RCN industrial action ballot: ‘Strong support’ with results expected this week

The RCN has said is still counting votes cast by members on Agenda for Change in its first ever UK-wide industrial action ballot, with results expected later this week.

The nursing body told Nursing in Practice that there is strong support for strike action among members, although it stressed that votes are being counted.

This comes after The Guardian reported on Saturday evening that nurses across the UK have voted for industrial action and will take action across the UK.

The RCN said votes are being counted at trust level – meaning that industrial action could take place in some trusts and not others, with each trust needing to meet a voting threshold to participate.

In Northern Ireland, all that is required is a simple majority of however many members who vote.
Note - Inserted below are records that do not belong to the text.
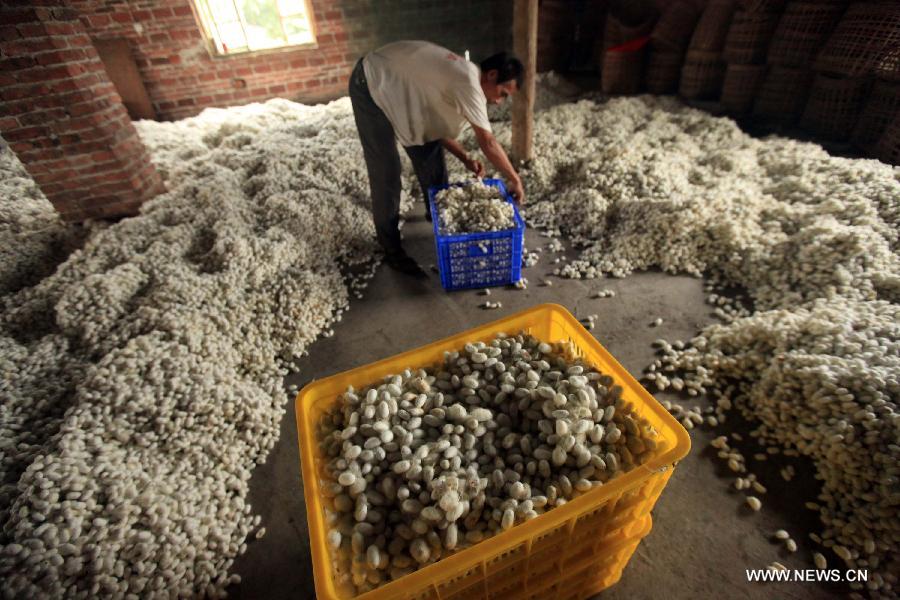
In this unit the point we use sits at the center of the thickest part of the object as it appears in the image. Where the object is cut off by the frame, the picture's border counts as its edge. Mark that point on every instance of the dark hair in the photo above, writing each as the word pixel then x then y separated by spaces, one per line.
pixel 508 67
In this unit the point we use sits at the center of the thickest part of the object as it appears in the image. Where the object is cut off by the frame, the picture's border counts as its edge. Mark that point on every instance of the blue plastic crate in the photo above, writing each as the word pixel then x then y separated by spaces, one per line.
pixel 475 260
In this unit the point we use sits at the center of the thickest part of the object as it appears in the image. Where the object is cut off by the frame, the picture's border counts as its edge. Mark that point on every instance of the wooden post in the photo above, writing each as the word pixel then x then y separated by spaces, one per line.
pixel 525 47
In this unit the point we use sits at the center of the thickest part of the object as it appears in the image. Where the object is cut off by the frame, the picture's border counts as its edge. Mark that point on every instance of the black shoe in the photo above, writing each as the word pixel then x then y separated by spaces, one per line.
pixel 401 261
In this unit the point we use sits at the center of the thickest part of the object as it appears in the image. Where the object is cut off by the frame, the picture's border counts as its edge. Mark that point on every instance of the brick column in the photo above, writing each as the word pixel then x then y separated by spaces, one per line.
pixel 63 118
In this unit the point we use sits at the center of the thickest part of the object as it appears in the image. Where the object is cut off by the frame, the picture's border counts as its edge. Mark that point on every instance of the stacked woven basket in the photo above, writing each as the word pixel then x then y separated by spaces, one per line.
pixel 831 65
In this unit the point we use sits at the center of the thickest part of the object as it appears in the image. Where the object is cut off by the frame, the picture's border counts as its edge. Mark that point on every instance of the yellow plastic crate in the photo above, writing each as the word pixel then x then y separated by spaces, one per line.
pixel 571 551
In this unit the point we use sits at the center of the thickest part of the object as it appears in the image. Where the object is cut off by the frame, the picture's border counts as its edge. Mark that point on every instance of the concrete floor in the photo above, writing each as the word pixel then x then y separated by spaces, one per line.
pixel 703 536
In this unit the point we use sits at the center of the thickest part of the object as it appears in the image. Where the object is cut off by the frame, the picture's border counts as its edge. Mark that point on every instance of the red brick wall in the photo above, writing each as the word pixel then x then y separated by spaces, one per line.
pixel 63 118
pixel 182 78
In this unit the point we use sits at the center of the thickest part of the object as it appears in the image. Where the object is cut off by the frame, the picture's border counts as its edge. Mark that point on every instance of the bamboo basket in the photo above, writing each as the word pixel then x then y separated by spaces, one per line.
pixel 866 35
pixel 663 70
pixel 782 95
pixel 622 71
pixel 800 33
pixel 740 87
pixel 709 35
pixel 701 75
pixel 676 26
pixel 748 37
pixel 879 111
pixel 833 106
pixel 888 148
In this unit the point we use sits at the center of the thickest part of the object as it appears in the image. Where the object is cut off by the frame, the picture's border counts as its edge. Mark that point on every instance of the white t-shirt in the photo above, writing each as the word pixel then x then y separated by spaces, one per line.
pixel 427 92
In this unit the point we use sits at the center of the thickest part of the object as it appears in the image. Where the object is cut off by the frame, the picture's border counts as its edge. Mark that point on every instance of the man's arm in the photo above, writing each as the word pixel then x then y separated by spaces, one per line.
pixel 495 153
pixel 456 149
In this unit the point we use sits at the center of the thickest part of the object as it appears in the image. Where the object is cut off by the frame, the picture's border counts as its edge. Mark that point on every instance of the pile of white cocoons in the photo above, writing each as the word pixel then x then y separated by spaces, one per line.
pixel 473 208
pixel 433 460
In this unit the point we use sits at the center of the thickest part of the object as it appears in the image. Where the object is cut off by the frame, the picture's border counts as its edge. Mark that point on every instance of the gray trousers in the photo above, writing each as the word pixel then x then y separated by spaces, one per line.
pixel 383 161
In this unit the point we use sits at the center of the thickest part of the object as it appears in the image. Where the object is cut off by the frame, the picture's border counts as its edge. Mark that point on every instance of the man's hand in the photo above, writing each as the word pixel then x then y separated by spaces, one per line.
pixel 517 191
pixel 475 166
pixel 495 153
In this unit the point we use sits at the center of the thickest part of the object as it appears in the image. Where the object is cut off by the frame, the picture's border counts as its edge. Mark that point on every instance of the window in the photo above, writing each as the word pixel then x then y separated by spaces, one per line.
pixel 235 26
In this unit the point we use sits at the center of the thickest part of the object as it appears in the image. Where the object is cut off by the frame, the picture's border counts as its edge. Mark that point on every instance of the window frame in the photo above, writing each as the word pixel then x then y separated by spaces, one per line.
pixel 210 40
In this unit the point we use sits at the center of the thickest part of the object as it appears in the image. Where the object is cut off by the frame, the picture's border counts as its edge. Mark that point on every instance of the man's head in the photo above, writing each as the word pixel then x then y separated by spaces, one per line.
pixel 501 76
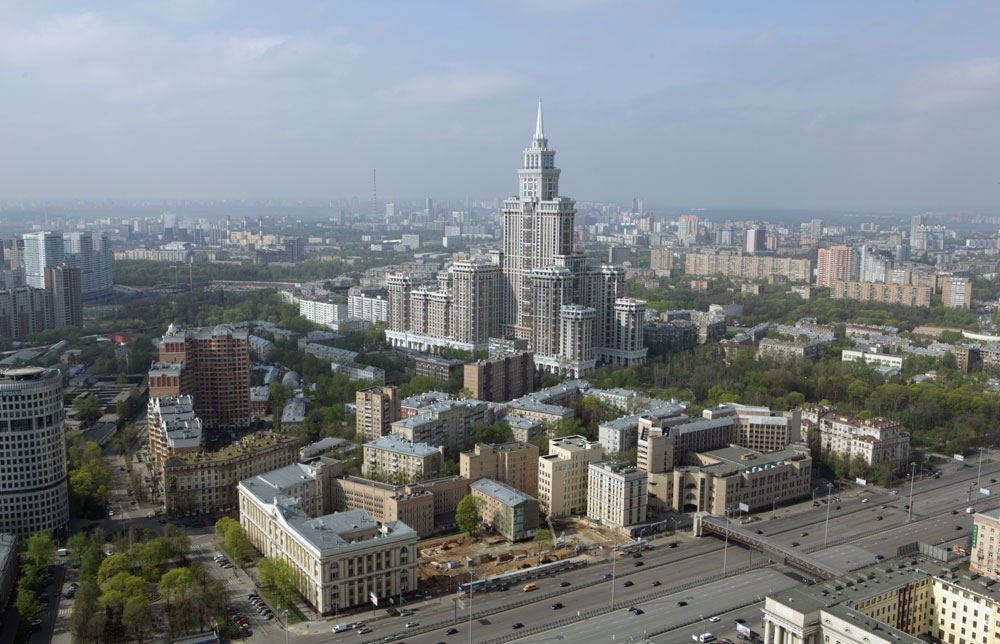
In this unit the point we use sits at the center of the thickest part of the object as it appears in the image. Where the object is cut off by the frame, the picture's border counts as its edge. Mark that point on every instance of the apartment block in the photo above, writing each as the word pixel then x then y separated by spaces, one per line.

In England and Scotland, in addition to 50% of members voting, 40% must be in favour of strike action. In Wales, a simple majority must be in favour of industrial action with 50% minimum voting.

Pat Cullen, RCN general secretary and chief executive, said: ‘Patients are at great risk when there aren’t enough nurses. Huge numbers of staff – both experienced and newer recruits – are deciding they cannot see a future in a nursing profession that is not valued nor treated fairly.

‘Our strike action will be as much for patients as it is for nurses – we have their support in doing this. As we begin action, politicians in every part of the UK will be challenged to back their nursing staff and understand the strength of public support.’

The RCN’s industrial action ballot continues in Scotland despite the Scottish Government’s latest pay offer of a flat rise of £2,205, although Unison has suspended its ballot following the offer.

In England, Wales and Northern Ireland, nurses on Agenda for Change contracts have been offered an average 4% pay rise, with a minimum uplift of £1,400, in line with recommendations from the NHS Pay Review Body – a move that the RCN described in July as a ‘grave misstep’.